Paybacks on solar systems vary depending on several different circumstances. We look at a solar system as an income producing asset, and as such you have the cost and the income to consider. So if we look at the considerations that affect the cost and the considerations that affect the income, we will have a good idea why some solar systems pay back sooner than others. The formula is simply (Net cost after tax incentives) divided by (Income from solar system per year) = Payback in years. So, why do some solar systems pay off faster than others?
First let’s consider the costs. Some components cost more than others that do approximately the same job. Imported components cost less in most circumstances. A large system will cost less per DC Watt (a measure of capacity of a system) than a small system for all the obvious reasons. Some contractors charge more than others, and some geographic areas cost more than others for reasons we are all aware of that are beyond the scope of this article. Another factor in costs is where the system is installed. The lowest cost may be a large ground mounted system, but not if the cost of the land is taken into account. The roof mounted system would be next lowest and a system on a carport would be the most expensive. There are variations in each of these that also affect costs, but to a lesser degree. We can go over these cost differences with you.
The second consideration would be the income. PG&E has the highest rates in this region, and therefore by generating electricity that offsets these high rates, you have a high income. SMUD has low rates which therefore decreases the income from a given generating capacity. There are also several components of rates. One is the usage portion, measured in kiloWatt hours, or kWh (look on your bill and you will see this). Another portion is the demand rate, which is measured in kiloWatts, or kW. A third is the monthly meter charge. With the existing regulations controlling grid connected solar systems, which this article is talking about, a solar system’s output can only offset the usage charges. The monthly meter charges and demand charges are not offset no matter how large the solar system is. (A solar system can reduce a building’s demand amount in some situations which therefore reduces the demand charge on a bill, but any remaining will need to be paid every month.)

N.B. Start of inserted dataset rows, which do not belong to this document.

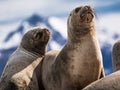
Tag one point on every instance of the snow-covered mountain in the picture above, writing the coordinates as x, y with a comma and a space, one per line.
11, 35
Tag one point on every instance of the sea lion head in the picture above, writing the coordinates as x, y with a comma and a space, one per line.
35, 40
81, 20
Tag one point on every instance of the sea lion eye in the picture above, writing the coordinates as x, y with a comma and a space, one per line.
38, 35
77, 9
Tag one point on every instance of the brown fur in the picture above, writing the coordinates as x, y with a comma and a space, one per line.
79, 63
23, 69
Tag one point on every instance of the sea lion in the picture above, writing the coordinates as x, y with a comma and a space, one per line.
112, 81
79, 63
22, 71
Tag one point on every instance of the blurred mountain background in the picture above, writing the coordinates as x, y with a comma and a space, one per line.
18, 16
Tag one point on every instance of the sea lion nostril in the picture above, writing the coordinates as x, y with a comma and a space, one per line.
77, 9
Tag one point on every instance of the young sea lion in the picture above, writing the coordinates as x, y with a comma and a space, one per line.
79, 63
22, 71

A third consideration would be items included with a solar system. If a new roof is installed at the same time as the solar system, and included in the financing, you might think this cost should be included in the calculation, so this would extend the payback. You might think adding energy saving upgrades would also be an additional cost that may extend the payback, but in many cases the payback on these energy saving products such as LED lighting is as little as a year, so this would actually decrease the payback, which is always our goal. That is why we always install LED lighting with every solar system.

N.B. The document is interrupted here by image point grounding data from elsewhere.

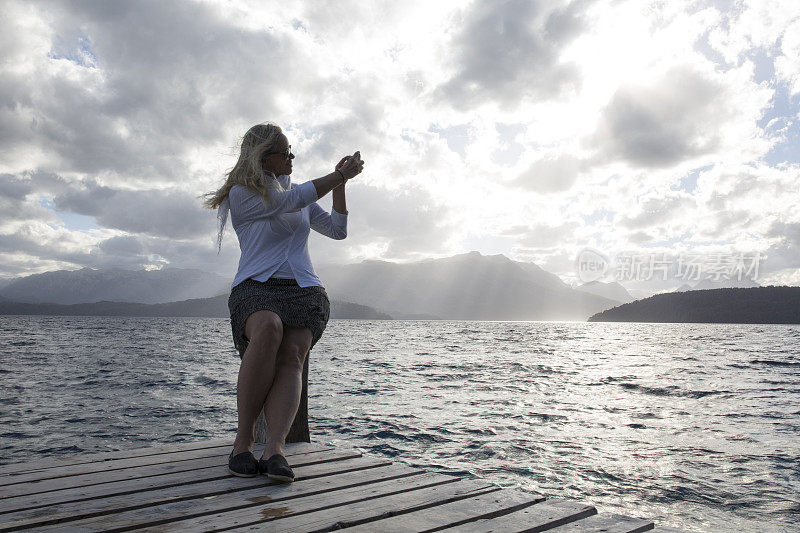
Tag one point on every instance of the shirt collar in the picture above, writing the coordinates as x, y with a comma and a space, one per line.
285, 180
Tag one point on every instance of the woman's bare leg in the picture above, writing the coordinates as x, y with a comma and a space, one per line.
264, 329
284, 395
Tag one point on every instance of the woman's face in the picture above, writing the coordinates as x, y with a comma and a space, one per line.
276, 161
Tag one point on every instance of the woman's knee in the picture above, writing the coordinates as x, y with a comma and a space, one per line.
292, 353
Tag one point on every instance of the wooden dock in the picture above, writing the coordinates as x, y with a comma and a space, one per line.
187, 487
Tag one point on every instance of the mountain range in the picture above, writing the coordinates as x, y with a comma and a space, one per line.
140, 286
467, 286
753, 305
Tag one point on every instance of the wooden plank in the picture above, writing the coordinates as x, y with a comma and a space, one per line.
110, 504
53, 462
608, 522
328, 504
250, 494
369, 510
157, 476
141, 460
490, 505
542, 516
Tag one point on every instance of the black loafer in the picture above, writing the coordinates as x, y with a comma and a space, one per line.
243, 464
276, 468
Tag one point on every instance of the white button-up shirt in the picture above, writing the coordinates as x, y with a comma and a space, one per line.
269, 236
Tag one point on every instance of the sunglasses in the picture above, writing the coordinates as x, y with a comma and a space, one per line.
287, 153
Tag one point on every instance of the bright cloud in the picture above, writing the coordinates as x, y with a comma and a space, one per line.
528, 128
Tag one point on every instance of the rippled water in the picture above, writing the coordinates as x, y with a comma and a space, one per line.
692, 425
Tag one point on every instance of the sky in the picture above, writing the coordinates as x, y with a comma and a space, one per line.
541, 130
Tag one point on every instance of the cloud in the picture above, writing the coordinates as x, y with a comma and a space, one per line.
551, 174
509, 51
399, 224
173, 214
676, 117
472, 118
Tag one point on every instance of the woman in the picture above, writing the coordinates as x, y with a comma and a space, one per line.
278, 305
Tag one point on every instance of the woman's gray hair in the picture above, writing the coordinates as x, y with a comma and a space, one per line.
248, 171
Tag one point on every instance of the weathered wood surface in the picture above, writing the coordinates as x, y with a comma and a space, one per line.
187, 487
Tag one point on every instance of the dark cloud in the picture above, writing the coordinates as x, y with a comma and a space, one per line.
13, 188
140, 84
678, 116
509, 51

Solar systems benefit from a 30% federal income tax credit (ITC). This is set to sunset at the end of 2019. This will have a large effect on the payback because the net cost will be increased by the amount the ITC is reduced each year until it is completely gone.
That is why a roof mounted system in PG&E territory with an LED upgrade can pay off in as little as two years, while a system that has a lot of carports in SMUD territory can take as long as 4 years to pay off. In either case, it is either a 40% return on investment (ROI) or a 25% ROI, and either one is good considering there is literally no maintenance required and the warranties are as long as 25 years.